Burry Port’s Busy Afternoon

The volunteers at the RNLI’s station at Burry Port launched on Tuesday 13 April 2010 at 3:45 to assist three local teenage boys who had been walking on the beach between Burry Port and Llanelli. Although they knew the time of high water they were caught out by the speed at which the tide came in.

They were seen by a number of people living in Pwll who called Swansea Coastguards to alert them of the danger that the boys were in. The boys were cut off from the shore by the tide which was on its way in following the course of one of the many rivers that flow into Carmarthen Bay from the Burry Estuary. They were picked up from the sand bank by the lifeboat and taken to Llanelli beach into the care of Burry Port Coastguards.

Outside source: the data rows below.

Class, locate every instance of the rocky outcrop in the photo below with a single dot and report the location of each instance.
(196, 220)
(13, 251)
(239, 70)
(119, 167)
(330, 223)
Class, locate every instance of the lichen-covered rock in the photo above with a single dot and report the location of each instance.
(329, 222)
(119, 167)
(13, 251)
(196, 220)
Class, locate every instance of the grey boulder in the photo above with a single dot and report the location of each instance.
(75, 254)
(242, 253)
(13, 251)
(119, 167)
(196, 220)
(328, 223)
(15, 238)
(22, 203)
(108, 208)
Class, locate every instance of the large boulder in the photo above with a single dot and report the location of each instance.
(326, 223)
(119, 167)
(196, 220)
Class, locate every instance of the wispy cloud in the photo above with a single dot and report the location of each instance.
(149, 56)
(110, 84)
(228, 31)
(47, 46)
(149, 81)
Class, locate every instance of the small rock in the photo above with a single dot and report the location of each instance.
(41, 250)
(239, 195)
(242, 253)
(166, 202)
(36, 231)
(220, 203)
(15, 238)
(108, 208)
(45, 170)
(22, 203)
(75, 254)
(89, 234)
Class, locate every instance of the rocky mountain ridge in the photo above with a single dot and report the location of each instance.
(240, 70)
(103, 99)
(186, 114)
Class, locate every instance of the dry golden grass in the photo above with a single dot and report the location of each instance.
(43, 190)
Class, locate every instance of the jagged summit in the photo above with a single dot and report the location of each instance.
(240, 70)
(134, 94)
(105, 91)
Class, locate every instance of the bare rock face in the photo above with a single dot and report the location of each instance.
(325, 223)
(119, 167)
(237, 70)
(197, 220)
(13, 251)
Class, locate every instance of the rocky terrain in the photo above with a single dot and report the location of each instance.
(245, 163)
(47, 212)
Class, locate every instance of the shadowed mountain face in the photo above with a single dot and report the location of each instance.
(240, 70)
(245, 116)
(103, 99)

As the lifeboat was returning to Burry Port the crew was contacted by Swansea Coastguards to divert to the beach off Crofty, North Gower, where two men were also trapped by the incoming tide. The men who were from Treherbert in the Rhondda Valley had been cockle picking and had tried to make their way back to the shore but needed to cross a number of rivers which were quickly filling by the fast incoming tide. The alarm had been raised by the father of one of the men who had called Swansea Coastguards.

The men were taken aboard the lifeboat and taken ashore into the care of Loughor Coastguards. The two men had abandoned their clothes, kitbags, their cockling equipment and the cockles they had picked in their haste to get to safety.

These two calls once again highlight the importance of knowing the tide times and to appreciate the rapidity at which the tide comes in and the extra dangers of going on to sandbanks in an estuary with so many rivers

The lifeboat was crewed by: – Owain Davies, Lee Howells and Neil Roberts.